イザボーはその態度に屈辱を感じる余裕はなかった。
「で、殿下?」
相当に腰を折っているが、イザボーがあまりにも小さいために、彼女が直立していながら見上げている状況である。
ジャクリーヌは口を再び、開いた。
「治療属性どの、あなたは私にとって不可欠な存在です」
カトリーヌは久しぶりにこれほど大きな彼女の声を聴いたような気がした。だが、内容も口調もとても彼女と同定できない。あたかも何か別人の魂に乗っ取られたようにすらみえる。
そう言われたイザボーは返す言葉がなかった。その代わりに右手を胸に当てて、左腕をぶらりと力を抜いて傅く、例の、家臣が主君に見せる正式な礼を示した。
世界を凍りつかせるようなまなざしを向けていたジャクリーヌは、厳かな雰囲気のなかで言った。
「あいにくと、私には正式な身分も領地もないゆえに、受爵はできぬがそれでもよいか?」
そう言ってなんと剣を抜いたのだ。
それを観ていたカトリーヌは黙ってみていられなくなった。二人の間に分け入る。ジャクリーヌが何をしようとしているのか、見抜いた彼女は阻止せずにはいられなくなったのだ。
「ジャクリーヌ、何を考えているのだ?軽はずみなことは止めなさい」
とたんにジャクリーヌの闇を切り裂くような冷たい声が洞穴に響き渡った。
「カルッカソンム侯、継嗣カトリーヌ、それが主筋に対する態度か?」
みなは驚いたが、すでに親友の身体がすでに何者かに乗っ取られたことを、本能によって勘付いていた少女は動揺しなかった。

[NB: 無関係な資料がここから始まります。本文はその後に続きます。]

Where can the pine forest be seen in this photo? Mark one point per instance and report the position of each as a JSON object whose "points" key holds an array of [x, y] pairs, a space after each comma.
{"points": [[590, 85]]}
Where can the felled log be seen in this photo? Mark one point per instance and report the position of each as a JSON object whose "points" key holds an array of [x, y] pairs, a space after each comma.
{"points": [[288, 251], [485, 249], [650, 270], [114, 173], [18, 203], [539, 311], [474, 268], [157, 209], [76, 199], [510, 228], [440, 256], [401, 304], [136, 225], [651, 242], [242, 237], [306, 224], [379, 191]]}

同時に、この場の空気からして素直に従うことが良策だと思い、イザボーとおなじ姿勢を取った。とりあえず、様子見である。いったい、何者が大事な友人の身体を盗んだのか、必ず見極めてやると密かに活きこんだ。
さきほどよりもはるかに凍りついた声が、洞穴の天井あたりから落ちてくる。
「継嗣、幼いころからそなたのことは知っている。ありあまる才能の使い方を学ぶ必要がありそうだ。イザボーをよい教師だとみなすのがよかろう。今のままではカルッカソンム侯爵家を継承するとは先祖に対してもうわけが立たぬというものだ」
イザボーに向き直ったとき、ジャクリーヌの顔つき、そして、声は打って変わって温度を取り戻していた。しかしカトリーヌはそれをジャクリーヌのものだとは認められなかった。明らかに別人だった。そして、眼差しを向けられた本人もそう見なしたのである。
彼女の口が動いたとき、二人の直感を正しいと認識した。
彼女はドレスデン語の詩篇を口にした。それはイザボーにとってのお方様が好きな詩だった。そして、そのことを知っているのは彼女だけなのである。
「私を実感せよ、誰ならぬそなたならば、私を見抜けるであろう、どれほど容貌がかつての私だと分からなくなったとしても・・・」
ただ、最後の部分は、醜くなったとしても・・・だとイザボーは思っていたが、彼女の口から朗々と迸った暗唱に不自然さはまったく見受けられなかった。